Deputados federais de partidos tanto da base quanto da oposição ao governo expressaram arrependimento nas redes sociais após a aprovação da chamada PEC da Blindagem. A proposta de emenda à Constituição, que dificulta a abertura de processos criminais e prisões contra parlamentares, foi aprovada na Câmara esta semana com 344 votos a favor e 133 contra.

Entre os congressistas arrependidos estão parte dos aproximadamente dez deputados da bancada do PT, partido do presidente Luiz Inácio Lula da Silva, que votaram a favor do texto.

Também há deputados de partidos que planejam se desligar do governo Lula, como União Brasil e PP. Os parlamentares justificam seu voto por pressões e articulações internas na política.

O projeto, que agora segue para o Senado, recebeu críticas nas redes sociais e foi apelidado de “PEC da Bandidagem”.

A proposta permite, entre outras medidas, estender o foro privilegiado a presidentes nacionais de partidos e impede que o STF autorize investigações sem o aval do Congresso.

O deputado Pedro Campos (PSB-PE), líder do partido na Câmara e irmão do prefeito do Recife, João Campos, admitiu o erro em vídeo.
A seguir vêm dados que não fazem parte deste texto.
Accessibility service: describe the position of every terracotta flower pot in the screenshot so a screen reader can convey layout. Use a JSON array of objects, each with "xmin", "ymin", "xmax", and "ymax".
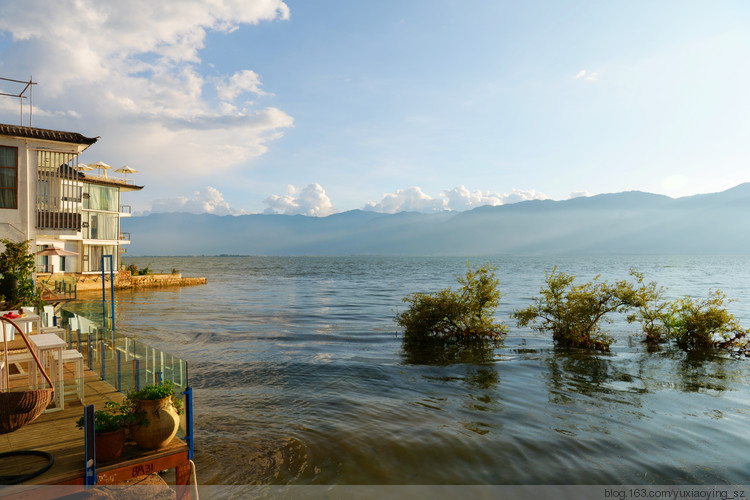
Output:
[
  {"xmin": 94, "ymin": 429, "xmax": 125, "ymax": 463},
  {"xmin": 130, "ymin": 397, "xmax": 180, "ymax": 450}
]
Ele afirmou que votou a favor, acompanhando a maioria da bancada, para evitar que uma anistia fosse aprovada – o que acabou acontecendo após a aprovação do requerimento de urgência pela Câmara um dia depois – e para destravar projetos importantes do governo.

“Nós do campo progressista tínhamos duas opções: recusar qualquer discussão sobre a PEC e arriscar a aprovação da anistia e o boicote a pautas importantes como tarifa social de energia e Imposto de Renda, ou discutir a PEC, tentar retirar os maiores excessos e buscar uma forma de barrar a anistia e avançar pautas populares”, explicou Pedro Campos.
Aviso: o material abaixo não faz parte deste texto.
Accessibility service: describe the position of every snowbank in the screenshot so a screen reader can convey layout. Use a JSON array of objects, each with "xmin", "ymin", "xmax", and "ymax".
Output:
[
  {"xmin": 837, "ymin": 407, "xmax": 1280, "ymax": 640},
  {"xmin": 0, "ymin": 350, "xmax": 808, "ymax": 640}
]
Ele também ingressou no STF com pedido para anular os votos da PEC da Blindagem, alegando que houve uma manobra para aprovar o voto secreto, que foi restaurado depois como emenda para as votações relativas à investigação de deputados e senadores.

Em uma nota no Instagram, o petista Merlong Solano (PT-PI) pediu desculpas ao povo do Piauí e ao partido pelo voto, explicando que foi uma decisão difícil e feita para preservar o diálogo entre o PT e a presidência da Câmara, conduzida por Hugo Motta (Republicanos-PB).

A deputada Silvye Alves (União-GO) também se retratou e anunciou a desfiliação do partido. Ela relatou ter recebido ameaças de pessoas influentes do Congresso para votar a favor do projeto. Inicialmente, votou contra, mas, após receber pressões, mudou seu voto por medo de retaliações.

Thiago de Joaldo (PP-SE) afirmou que a Câmara errou e que trabalhará para que o Senado não aprove o texto. Ele reconheceu falhas, pediu desculpas e disse que o remédio adotado pode ser pior que o problema que a PEC pretendia resolver.